事到如今,李营长也不在废话,直接放出号炮,呼叫县衙外面的军士们进来。
被李营长扶着坐好,叶时言恶狠狠的瞪着叶天,威胁意味十足。
而叶天好像什么都没感受到,只是低头自顾自的写着什么,就连旁边的六公公都一脸的风轻云淡。
一个李营长能混进来,可一队军士,暗探们就算都是瞎子也能听到动静拦截下来。
果然,一盏茶的时间过去了,外面还是没有丝毫动静。
“李营长,怎么回事?你的兵呢?”
“驻扎在城外,或许有什么事耽误了,叶大人放心,标下带来了足足两百人。”
听李营长如此自信,叶时言撇了一眼把书信交给旁边随从的叶天,冷哼一声,继续等待。
又过去了一盏茶的功夫,叶时言再也等不下去了,两百士兵就算慢悠悠的散步,也该来了。
在他准备再次询问的时候,赵大猛拎着带血的马刀走了进来。
“禀报公子,城外突然有军卒作乱,已被属下弹压,期间有几个刺头不服,被解决了。
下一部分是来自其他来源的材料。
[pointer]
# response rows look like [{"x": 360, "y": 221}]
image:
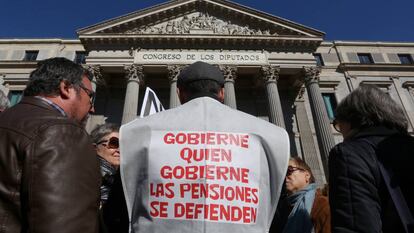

”
“什么?那可是我的士兵,你敢杀?”
“我杀了,怎么样?”
看了一眼赵大猛的军衔,李营长更是火大。
“一个小小连长,竟敢杀督标的军士,你这是造反!”
“没错,黄公子,你屡次出言不逊,诋毁圣上,擅杀县尉,委派私人,刑逼县丞,还敢命令钦差侍卫诛杀督标军士,无论哪一条,你都是犯上作乱的死罪!别说你一个特别调查员,就算你是钦差都无此特权,我叶某人与你誓不罢休!”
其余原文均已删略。